After reading and listening to countless stories, ours isn't very different. It's all shocking to the DIPG newcomer, but a classic presentation as these things go. It all happened so quickly and it is hard to recount all the details even though it was only a few weeks ago as I write this.
January 15, 2016
My daughter Taylor and I picked Parker up from school at 5pm. The aftercare staff notified me that Parker was sleeping on the floor of the room next door. I recall thinking that was odd, but it was also his first day of soccer, so the little guy was probably just worn out. He woke up and was groggy and stumbled around on his way to the car.
At home his fever kicked into high gear. I did what most dads would do in response: gave him some medication to make him comfortable. He fell asleep on the couch, and I carried him to bed.
The next day he began vomiting, and he couldn't open his right eye. Believe it or not, my wife and I were not too concerned at this point. Parker has a history of tonsil inflammation, and he had recently gone through pink eye. In our minds, we were probably dealing with some sort of recurrence. It wasn't until my daughter started tugging at her ear that Jennifer decided to just make appointments for them both that afternoon - get everyone checked out, and get ahead of the curve.

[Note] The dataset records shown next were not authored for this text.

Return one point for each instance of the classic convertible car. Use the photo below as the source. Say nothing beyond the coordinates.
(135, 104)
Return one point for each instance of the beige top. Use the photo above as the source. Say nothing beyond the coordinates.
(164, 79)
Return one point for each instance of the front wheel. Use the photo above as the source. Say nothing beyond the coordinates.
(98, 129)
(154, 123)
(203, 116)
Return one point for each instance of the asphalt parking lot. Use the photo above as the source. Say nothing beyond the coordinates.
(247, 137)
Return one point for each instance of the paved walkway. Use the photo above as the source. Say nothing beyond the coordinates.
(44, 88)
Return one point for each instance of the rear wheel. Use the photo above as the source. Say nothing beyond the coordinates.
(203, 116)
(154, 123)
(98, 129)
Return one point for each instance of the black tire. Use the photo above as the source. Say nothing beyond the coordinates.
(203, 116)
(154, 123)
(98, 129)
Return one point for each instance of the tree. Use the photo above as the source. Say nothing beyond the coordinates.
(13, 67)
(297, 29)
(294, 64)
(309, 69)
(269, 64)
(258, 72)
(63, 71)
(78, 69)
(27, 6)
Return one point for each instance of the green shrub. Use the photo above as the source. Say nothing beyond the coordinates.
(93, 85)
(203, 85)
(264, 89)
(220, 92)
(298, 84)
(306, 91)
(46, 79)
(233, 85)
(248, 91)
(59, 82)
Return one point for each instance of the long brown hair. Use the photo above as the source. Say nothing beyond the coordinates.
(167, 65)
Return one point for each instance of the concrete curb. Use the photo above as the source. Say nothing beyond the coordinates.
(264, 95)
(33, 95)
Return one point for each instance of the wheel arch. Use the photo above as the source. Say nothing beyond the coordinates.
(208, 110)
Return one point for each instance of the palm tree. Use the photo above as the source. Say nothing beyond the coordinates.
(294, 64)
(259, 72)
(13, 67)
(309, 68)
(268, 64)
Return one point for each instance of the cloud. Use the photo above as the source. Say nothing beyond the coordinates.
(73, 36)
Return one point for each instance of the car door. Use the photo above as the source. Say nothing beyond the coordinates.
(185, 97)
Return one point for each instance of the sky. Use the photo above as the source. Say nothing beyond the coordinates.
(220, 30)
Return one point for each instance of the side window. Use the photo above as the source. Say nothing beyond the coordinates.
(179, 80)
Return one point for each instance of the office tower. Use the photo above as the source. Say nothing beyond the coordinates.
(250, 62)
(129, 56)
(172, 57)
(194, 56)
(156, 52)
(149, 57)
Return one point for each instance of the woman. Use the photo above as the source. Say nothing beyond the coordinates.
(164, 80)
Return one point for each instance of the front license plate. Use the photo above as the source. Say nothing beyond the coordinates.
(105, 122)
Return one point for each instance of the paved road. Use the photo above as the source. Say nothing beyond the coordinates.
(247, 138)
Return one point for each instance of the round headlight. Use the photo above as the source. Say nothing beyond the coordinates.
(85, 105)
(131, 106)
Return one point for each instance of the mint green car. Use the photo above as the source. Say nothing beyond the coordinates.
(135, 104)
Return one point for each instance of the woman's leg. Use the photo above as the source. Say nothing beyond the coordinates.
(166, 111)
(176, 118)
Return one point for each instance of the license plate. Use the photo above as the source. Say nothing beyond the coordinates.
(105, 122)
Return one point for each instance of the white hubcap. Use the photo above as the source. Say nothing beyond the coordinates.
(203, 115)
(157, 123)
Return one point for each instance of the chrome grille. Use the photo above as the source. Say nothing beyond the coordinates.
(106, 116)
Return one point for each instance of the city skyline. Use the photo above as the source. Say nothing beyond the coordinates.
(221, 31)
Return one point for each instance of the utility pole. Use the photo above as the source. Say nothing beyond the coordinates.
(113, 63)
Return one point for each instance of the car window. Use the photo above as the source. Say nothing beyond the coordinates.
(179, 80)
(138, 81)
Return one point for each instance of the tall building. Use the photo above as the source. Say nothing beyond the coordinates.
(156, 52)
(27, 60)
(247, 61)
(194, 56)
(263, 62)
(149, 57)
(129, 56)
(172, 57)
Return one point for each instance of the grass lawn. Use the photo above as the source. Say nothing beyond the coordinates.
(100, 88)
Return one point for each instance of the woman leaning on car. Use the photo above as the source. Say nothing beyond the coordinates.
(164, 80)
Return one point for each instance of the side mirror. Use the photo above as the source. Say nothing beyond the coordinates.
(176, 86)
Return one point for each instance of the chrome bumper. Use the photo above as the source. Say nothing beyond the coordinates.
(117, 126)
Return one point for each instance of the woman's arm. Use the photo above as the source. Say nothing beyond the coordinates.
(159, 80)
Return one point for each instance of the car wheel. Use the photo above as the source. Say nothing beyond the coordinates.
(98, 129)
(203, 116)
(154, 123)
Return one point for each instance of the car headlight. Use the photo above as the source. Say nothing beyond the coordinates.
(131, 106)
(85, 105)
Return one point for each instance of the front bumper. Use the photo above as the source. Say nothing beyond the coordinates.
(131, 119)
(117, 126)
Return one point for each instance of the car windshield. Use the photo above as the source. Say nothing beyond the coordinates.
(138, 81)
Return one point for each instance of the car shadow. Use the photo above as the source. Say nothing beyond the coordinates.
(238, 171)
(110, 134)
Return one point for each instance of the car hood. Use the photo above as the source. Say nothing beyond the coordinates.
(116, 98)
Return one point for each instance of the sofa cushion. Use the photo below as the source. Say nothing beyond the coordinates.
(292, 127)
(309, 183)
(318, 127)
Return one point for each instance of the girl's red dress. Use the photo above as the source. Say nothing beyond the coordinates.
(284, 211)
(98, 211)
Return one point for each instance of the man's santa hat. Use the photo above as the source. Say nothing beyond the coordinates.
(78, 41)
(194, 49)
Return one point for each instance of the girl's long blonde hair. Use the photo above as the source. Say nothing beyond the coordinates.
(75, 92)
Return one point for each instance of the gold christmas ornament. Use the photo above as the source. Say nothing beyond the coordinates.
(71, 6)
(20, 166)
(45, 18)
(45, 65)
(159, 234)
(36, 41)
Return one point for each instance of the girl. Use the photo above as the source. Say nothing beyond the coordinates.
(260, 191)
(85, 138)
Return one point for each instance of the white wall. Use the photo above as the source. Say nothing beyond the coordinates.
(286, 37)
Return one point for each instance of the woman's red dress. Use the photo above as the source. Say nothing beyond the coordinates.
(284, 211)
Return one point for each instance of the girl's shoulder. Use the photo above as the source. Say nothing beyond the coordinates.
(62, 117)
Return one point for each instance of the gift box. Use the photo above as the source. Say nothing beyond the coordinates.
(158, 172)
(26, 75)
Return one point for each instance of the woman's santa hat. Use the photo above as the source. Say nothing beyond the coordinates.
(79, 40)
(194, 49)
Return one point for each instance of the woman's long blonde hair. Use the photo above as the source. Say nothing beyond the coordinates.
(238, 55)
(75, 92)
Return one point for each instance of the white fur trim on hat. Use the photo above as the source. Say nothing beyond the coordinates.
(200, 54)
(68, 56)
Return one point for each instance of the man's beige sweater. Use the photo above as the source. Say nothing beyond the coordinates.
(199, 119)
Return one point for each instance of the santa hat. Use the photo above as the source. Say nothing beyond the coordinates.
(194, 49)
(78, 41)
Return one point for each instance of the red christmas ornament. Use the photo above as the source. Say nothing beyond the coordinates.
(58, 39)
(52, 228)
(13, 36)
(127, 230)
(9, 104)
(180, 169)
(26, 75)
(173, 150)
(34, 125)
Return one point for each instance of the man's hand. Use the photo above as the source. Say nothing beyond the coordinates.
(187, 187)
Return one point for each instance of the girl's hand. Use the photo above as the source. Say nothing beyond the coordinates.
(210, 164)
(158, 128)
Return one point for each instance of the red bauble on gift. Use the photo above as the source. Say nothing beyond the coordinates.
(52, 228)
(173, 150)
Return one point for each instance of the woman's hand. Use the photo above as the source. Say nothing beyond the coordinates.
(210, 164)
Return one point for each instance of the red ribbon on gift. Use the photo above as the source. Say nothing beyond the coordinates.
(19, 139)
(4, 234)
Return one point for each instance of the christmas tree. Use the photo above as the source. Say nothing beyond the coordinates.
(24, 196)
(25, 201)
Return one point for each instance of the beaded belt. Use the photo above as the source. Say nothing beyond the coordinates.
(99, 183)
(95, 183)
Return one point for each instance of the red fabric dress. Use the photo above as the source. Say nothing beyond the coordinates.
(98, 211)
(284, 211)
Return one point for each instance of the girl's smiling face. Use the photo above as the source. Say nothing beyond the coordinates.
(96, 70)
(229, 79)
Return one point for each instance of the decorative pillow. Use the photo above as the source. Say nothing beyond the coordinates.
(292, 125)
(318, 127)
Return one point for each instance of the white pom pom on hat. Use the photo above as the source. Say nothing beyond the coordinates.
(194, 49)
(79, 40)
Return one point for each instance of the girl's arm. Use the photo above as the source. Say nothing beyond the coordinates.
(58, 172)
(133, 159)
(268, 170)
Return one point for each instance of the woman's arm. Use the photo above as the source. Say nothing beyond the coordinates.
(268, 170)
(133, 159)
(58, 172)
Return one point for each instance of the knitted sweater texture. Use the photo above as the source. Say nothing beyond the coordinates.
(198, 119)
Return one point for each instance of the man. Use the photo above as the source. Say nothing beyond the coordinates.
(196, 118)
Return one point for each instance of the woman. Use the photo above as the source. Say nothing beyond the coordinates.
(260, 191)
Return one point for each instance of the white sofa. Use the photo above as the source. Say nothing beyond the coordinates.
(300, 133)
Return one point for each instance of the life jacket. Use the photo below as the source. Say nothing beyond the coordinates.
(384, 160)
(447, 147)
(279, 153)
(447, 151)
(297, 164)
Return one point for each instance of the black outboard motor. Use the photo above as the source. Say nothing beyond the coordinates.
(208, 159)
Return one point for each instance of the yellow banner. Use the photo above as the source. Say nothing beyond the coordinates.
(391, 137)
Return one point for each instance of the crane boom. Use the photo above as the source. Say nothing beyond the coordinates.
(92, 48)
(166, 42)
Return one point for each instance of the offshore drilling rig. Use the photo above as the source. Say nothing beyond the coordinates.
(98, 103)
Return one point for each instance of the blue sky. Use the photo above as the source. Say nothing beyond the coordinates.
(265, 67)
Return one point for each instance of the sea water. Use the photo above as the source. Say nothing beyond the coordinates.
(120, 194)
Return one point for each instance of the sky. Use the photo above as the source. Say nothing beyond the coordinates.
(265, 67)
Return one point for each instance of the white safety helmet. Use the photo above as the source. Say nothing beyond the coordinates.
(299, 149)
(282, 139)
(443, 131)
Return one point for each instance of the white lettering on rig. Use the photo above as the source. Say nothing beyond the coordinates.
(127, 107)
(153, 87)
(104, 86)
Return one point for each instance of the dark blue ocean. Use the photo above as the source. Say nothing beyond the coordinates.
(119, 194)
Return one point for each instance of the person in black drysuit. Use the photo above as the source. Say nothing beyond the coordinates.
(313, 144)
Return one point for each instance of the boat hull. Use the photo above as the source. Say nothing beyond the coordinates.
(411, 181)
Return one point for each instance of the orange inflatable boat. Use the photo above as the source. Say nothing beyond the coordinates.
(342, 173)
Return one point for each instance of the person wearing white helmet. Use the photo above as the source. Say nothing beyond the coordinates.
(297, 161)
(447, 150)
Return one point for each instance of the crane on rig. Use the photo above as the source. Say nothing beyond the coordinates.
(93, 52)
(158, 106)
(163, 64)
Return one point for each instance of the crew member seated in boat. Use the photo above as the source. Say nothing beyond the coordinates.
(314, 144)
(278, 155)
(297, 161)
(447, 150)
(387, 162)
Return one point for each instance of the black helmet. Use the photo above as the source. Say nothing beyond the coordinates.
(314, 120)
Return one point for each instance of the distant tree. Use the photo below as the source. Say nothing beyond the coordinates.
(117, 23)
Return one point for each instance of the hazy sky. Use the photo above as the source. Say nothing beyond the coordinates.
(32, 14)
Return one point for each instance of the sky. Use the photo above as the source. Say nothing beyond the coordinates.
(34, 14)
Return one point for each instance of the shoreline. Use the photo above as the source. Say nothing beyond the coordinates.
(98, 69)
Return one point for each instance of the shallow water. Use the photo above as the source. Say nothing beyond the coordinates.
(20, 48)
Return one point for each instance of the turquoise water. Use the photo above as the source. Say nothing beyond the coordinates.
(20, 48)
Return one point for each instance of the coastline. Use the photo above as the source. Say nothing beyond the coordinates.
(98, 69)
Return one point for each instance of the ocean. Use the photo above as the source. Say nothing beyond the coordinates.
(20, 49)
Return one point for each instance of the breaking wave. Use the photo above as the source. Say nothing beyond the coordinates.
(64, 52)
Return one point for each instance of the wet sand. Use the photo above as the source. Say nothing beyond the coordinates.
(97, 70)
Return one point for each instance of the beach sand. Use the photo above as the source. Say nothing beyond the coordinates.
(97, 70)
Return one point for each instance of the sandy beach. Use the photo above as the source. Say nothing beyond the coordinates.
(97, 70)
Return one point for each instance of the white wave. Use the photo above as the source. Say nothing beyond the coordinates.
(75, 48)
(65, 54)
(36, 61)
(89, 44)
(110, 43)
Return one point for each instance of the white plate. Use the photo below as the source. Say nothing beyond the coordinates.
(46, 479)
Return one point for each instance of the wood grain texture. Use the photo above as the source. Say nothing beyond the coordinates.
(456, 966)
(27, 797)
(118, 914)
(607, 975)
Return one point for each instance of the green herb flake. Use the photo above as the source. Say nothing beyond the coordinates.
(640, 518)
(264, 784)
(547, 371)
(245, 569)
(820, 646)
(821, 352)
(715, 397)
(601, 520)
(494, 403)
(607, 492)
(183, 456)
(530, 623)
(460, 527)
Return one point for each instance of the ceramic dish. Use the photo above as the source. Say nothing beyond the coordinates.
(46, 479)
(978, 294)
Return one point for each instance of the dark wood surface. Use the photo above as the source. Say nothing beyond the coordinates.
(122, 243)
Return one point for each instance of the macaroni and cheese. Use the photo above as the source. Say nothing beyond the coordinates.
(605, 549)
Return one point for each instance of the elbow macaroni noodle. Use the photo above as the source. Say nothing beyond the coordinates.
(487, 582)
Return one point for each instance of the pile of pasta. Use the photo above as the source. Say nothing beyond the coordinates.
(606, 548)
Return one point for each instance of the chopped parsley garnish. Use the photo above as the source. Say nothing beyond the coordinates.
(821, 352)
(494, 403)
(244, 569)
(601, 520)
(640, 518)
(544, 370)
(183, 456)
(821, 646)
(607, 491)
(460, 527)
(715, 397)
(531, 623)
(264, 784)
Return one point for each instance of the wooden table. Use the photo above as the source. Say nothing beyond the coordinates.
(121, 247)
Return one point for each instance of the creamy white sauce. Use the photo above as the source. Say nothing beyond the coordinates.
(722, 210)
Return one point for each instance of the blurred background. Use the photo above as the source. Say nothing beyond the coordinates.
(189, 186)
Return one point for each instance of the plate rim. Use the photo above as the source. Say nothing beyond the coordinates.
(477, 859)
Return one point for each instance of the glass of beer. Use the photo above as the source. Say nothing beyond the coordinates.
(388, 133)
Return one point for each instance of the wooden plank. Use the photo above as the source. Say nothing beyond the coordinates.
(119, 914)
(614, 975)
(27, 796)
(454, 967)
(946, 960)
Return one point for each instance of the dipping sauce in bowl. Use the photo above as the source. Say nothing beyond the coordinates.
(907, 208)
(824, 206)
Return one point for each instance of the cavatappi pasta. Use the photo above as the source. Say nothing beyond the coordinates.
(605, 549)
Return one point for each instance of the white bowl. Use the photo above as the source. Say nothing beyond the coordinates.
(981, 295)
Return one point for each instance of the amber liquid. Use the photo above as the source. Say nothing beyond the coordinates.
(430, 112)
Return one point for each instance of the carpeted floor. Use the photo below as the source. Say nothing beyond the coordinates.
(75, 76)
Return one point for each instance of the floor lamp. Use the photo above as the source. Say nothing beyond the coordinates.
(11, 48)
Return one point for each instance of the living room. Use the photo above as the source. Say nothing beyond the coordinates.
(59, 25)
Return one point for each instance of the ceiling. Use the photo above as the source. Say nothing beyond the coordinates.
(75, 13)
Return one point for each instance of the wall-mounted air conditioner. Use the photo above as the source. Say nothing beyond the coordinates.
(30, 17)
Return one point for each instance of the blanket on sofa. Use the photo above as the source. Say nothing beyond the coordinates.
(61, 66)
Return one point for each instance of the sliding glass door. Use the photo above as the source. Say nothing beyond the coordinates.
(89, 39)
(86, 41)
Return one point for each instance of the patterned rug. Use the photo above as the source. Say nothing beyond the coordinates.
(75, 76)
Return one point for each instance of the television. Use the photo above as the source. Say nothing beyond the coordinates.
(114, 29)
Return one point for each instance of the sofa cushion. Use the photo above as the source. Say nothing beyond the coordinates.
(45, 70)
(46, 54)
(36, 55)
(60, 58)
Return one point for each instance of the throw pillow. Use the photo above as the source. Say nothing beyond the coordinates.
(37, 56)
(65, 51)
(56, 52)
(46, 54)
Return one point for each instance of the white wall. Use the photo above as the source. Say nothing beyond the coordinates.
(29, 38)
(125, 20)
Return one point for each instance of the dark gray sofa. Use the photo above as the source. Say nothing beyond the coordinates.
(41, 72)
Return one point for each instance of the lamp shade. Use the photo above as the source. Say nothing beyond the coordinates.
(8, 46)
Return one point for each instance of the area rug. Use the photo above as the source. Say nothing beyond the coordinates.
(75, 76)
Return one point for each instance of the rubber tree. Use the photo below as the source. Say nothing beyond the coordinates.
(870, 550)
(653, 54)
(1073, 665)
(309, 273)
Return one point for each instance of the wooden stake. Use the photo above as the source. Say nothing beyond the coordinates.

The pediatrician didn't take long after seeing Parker to become concerned. That droopy right eye was having difficulty following the doctor's finger around the room. She told us he needed to go to the emergency room for a CT scan; she was concerned of an abscess behind his eye, which is a potentially life threatening situation. She called 9-1-1 and Parker was transported via ambulance.
The ER resident who examined Parker wasn't convinced anything was wrong with him. We pleaded with him that his pediatrician is the one that made us come (in a freaking ambulance!). He went off and got his boss who had some different ideas. Yes, the eye isn't tracking well. Is it possible he got into some alcohol? Medication? Sleeping well? After a short series of reasonable questions, he ordered a CT, and that's where this story grows cold fast.
The CT clearly showed some sort of "mass" in his brain, he said. Then he followed up that he was arranging for transport to Rady Children's Hospital. This is all happening very quickly. Lots of doctors and nurses are now in the room taking vitals, recording information, asking questions. We are scared.
I'll be honest, the next 12-24 hours is a blur. Parker was in the ICU, we were talking to neurosurgeons, neurologists, nurses, and so many others. Looking back now we know how sick he was that first night. But at the time, we were sort of beside ourselves. What are we doing here?
On January 17, 2016 at 4pm, two days since he had come home from school with a fever, we sat down in a room with a doctor who proceeded to describe the worst possible scenario we could imagine: our son has an inoperable, untreatable disease called Diffuse Intrinsic Pontine Glioma (DIPG), aka, brain cancer.